If I Go Will They Miss Me — Walter Thompson-Hernández
Centré sur la relation complexe entre un père et son fils, ce film suit un garçon de 12 ans cherchant désespérément à garder le contact avec son père incarcéré. Le quotidien du jeune garçon bascule lorsqu'il commence à avoir des visions mystérieuses - entre dieux grecs et avions surplombant son quartier - qui s'immiscent progressivement dans sa réalité.
Méli-Mélo — Leah Nelson
Sarah, artiste et militante dans le San Francisco engagé des années 90, voit sa vie basculer lorsque la maladie d'Alzheimer de sa mère la force à revenir dans sa ville natale. Écartelée entre une romance naissante, ses ambitions professionnelles et une famille fantasque dépassée par la situation, elle embarque ses proches dans un voyage imprévu au Mexique. Un périple drôle et touchant où Sarah devra apprendre à lâcher prise et à accepter les failles de ceux qu'elle aime.
Mouse — Kelly O’Sullivan
Découvert à la Berlinale en début d'année, Mouse aborde de front la thématique du deuil et de l'absence. Le film suit le parcours de Minnie, une jeune femme brutalement confrontée à la mort tragique de sa meilleure amie dans un accident de voiture, et retrace le chemin sinueux vers la reconstruction.
Party USA — Jared Sprouse
Bien que le film s'ouvre sur la mort d'un père, Jared Sprouse prend le contre-pied du drame étouffant pour signer une comédie de bureau grinçante. Taylor, employée dans un magasin d'articles de fête, cherche désespérément un remplaçant pour prendre sa journée après le décès de son père. Une simple erreur d'organisation déclenche alors un engrenage infernal et sème un chaos hilarant au sein de ce petit monde du travail paré aux couleurs de la bannière étoilée.

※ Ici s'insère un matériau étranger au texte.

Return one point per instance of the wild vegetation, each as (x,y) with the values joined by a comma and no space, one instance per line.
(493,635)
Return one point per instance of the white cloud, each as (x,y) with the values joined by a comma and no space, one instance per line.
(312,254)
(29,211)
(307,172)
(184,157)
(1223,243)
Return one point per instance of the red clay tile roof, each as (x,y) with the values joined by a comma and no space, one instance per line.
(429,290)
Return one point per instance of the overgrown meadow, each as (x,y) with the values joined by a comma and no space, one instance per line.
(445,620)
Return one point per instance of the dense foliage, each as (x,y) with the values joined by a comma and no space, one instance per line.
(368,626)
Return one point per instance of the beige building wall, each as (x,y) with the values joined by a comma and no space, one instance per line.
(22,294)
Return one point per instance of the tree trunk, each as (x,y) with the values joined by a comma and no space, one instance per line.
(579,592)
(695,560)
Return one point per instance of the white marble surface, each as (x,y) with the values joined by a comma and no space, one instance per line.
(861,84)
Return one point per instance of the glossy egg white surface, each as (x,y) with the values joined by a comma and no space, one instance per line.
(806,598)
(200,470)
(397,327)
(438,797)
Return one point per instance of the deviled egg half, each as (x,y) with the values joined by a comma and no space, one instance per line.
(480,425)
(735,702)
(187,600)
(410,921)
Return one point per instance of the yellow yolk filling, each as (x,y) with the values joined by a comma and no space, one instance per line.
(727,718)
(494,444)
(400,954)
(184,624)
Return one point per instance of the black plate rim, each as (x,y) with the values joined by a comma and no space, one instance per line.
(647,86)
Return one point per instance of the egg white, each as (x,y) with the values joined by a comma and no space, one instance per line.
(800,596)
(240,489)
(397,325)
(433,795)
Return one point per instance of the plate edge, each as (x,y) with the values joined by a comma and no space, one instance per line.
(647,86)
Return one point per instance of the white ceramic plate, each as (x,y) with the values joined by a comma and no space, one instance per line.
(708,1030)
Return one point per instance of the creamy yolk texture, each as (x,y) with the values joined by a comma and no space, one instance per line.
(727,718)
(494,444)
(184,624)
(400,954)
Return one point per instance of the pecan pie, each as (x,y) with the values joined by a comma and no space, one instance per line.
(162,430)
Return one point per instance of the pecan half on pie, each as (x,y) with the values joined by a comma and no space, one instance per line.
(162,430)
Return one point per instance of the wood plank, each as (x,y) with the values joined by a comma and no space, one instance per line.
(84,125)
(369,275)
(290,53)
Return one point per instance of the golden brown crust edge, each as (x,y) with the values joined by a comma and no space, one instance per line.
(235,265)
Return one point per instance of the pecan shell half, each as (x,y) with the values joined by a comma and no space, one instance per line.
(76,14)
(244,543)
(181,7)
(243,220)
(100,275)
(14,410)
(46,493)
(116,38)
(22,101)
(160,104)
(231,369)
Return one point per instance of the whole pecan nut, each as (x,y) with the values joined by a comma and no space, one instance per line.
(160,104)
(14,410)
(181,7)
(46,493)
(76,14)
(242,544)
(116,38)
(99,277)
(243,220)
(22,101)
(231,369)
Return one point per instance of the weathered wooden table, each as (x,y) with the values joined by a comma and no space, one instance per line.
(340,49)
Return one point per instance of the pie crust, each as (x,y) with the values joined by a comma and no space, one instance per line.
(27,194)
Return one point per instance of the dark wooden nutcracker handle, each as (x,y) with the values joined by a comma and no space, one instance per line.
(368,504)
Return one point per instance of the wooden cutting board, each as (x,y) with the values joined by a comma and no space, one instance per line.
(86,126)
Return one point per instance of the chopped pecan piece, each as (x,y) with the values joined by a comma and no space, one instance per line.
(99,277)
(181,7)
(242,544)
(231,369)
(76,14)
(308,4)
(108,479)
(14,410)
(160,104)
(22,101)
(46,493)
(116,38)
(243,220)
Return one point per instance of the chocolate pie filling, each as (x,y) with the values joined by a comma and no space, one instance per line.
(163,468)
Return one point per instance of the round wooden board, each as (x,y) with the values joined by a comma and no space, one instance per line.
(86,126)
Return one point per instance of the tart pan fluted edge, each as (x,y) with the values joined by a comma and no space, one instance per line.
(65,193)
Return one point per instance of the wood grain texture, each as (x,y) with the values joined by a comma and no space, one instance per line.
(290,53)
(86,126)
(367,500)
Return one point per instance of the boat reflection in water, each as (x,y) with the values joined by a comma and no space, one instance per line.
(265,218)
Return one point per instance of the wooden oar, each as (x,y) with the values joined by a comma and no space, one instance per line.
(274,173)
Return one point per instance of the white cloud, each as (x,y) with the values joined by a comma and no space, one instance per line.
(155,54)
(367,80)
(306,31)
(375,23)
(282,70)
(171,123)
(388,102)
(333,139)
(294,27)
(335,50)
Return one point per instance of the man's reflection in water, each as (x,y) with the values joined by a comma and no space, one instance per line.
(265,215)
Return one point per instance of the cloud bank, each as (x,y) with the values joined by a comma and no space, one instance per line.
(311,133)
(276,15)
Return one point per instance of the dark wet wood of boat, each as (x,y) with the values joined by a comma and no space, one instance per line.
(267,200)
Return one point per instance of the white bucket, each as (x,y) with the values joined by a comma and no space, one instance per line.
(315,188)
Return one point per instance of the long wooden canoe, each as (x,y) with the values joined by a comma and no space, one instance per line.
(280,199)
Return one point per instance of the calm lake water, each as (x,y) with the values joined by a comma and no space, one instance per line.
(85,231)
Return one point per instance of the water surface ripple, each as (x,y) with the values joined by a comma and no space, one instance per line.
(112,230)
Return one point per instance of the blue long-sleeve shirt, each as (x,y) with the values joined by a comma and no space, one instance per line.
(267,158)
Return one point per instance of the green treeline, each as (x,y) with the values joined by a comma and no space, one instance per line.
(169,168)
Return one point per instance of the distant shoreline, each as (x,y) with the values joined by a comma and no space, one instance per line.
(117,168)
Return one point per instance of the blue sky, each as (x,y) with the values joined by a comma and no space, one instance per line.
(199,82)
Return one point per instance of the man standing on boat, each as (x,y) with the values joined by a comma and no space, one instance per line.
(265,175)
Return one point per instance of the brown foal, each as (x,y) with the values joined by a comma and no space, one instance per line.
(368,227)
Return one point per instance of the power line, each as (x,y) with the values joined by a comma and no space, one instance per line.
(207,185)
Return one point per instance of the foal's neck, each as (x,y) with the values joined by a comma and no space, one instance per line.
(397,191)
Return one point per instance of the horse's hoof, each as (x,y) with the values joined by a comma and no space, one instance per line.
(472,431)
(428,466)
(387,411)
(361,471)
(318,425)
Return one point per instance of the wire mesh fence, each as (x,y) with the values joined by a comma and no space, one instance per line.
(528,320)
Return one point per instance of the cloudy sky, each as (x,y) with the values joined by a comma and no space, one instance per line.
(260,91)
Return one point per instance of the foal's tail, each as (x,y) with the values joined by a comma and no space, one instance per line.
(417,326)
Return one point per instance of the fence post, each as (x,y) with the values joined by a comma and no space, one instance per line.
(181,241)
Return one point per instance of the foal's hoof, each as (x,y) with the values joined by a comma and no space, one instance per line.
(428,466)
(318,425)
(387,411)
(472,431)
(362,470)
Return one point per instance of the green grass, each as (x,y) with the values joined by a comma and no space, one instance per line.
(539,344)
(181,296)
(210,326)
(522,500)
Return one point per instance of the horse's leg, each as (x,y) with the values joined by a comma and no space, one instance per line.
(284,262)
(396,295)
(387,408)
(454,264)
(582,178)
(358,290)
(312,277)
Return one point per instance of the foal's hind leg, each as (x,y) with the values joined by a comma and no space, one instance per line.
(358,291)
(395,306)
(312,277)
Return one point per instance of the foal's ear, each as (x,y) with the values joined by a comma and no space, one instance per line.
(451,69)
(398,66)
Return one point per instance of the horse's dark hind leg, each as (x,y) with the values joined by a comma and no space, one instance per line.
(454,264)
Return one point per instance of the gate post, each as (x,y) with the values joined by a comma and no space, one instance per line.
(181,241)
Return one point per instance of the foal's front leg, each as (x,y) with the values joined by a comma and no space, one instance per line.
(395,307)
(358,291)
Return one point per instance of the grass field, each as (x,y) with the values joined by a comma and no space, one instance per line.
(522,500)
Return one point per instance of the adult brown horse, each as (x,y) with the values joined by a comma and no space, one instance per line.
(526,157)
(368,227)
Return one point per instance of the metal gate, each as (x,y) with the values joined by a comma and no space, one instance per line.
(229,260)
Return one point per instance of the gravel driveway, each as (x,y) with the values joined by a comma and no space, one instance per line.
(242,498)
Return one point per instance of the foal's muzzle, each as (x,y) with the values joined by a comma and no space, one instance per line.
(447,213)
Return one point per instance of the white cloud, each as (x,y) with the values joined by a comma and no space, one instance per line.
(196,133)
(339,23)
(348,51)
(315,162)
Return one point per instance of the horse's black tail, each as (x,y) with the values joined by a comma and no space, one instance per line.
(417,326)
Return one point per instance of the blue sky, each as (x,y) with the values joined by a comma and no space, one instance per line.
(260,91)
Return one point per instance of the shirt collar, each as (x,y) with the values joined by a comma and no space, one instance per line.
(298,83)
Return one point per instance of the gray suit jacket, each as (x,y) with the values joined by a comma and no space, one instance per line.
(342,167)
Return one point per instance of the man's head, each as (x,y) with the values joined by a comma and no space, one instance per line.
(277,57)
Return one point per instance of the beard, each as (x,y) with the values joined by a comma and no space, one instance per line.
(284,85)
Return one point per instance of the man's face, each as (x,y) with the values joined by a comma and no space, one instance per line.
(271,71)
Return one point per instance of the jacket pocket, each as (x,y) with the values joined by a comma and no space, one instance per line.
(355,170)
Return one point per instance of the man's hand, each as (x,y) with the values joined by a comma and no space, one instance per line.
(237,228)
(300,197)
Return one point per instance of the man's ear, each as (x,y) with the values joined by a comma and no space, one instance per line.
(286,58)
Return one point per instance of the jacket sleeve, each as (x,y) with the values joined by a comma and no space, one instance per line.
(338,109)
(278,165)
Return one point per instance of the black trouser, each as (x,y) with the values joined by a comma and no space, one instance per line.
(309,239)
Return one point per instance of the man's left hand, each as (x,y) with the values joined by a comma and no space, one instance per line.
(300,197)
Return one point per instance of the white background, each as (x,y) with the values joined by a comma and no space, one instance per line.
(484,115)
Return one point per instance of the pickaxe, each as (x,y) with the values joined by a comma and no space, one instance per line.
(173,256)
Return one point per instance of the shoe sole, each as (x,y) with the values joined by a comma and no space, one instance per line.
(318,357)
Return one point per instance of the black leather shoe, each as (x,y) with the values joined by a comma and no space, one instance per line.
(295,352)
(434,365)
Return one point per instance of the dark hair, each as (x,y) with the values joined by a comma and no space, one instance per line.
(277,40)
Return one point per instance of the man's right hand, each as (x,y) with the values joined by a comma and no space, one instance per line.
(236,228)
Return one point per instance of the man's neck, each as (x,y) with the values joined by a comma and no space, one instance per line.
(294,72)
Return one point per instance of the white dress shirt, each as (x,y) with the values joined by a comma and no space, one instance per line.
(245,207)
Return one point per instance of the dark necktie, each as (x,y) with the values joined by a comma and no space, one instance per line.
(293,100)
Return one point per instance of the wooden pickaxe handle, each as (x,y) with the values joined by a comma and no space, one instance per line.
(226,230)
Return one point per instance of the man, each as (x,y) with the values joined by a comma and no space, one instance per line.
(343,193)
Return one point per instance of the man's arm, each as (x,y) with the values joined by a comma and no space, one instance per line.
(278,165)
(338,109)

Queen at Sea — Lance Hammer
Dix-huit ans après le très remarqué Ballast, le réalisateur Lance Hammer signe son grand retour avec un drame éthique porté par Juliette Binoche, toujours aussi magistrale dans le cinéma indépendant américain. Binoche y incarne Amanda, une fille confrontée à un dilemme déchirant aux côtés de son beau-père : face à la démence avançaie de sa mère, qui doit décider de son avenir lorsque la raison s'efface ? Le conjoint, l'enfant ou l'institution ?
Test — Sam McConnell
Dans une petite ville industrielle de l'Ohio, Eddie, culturiste amateur, tente de poursuivre son rêve de devenir champion. Librement inspiré de la vie du scénariste et comédien principal Brock Yurick, le film dépeint le combat intime d'un homme face à une famille dysfonctionnelle, des problèmes de toxicomanie et l'éveil à sa propre sexualité au contact de son nouvel entraîneur.
The Liberation of Rita Cooper — Guy Nattiv
Pour son septième long-métrage, Guy Nattiv s'inspire du parcours réel de sa propre grand-mère. Dans le New Jersey des années 80, Rita, épuisée par un quotidien lourd et un passé traumatique, croit trouver le salut auprès de Ricky, leader charismatique d'une communauté exclusivement féminine aux dérives sectaires. Lorsque ses deux filles tentent de l'en extirper, Rita se retrouve face à un choix cornélien : préserver sa liberté illusoire ou retrouver la vie qu'elle a laissée derrière elle.